Samo dojechanie do mety jest sukcesem
Rajd Dakar to niebezpieczna impreza sportowa. Nie ma edycji bez poturbowań, ran i porozbijanych pojazdów. Taka historia spotkała w 2020 roku jednego z polskich motocyklistów Adama Tomiczka. Po poważnym upadku musiał się on wycofać z dalszego wyścigu. Na konferencji zdradził, w jakiej jest obecnie kondycji po tamtym wypadku. – Po kontuzji nie ma już śladu. Wszystko udało się wyleczyć i przygotowania do startu przebiegły bardzo dobrze. Mogłem przetestować motocykl. W tym roku celem jest dojechanie do mety – powiedział sportowiec.

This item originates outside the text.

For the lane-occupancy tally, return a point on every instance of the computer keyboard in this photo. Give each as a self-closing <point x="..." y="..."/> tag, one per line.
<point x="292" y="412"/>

Dodał też, że „cały wrzesień i październik spędził za granicą, gdzie jeździł z książką drogową”. – Na Rajdzie Andaluzji pojawiła się cała czołówka i zdobyłem dziesiąte miejsce. To dobry prognostyk przed Dakarem. Podczas ostatniej edycji imprezy chciałem bardzo szybko rozpocząć, może za szybko, i miałem kraksę na czwartym etapie. W tym roku pierwszy tydzień chcę przejechać taktycznie, a w drugim będę walczył o miejsca – dodał.
Wyimki:
Trasa podzielona jest na prolog i 12 etapów, a łącznie liczy 7646 km, w tym 4767 odcinków specjalnych.
Jesteśmy gotowi do ataku od pierwszego odcinka. To długi rajd, ale w czołówce nie ma miejsca na straty.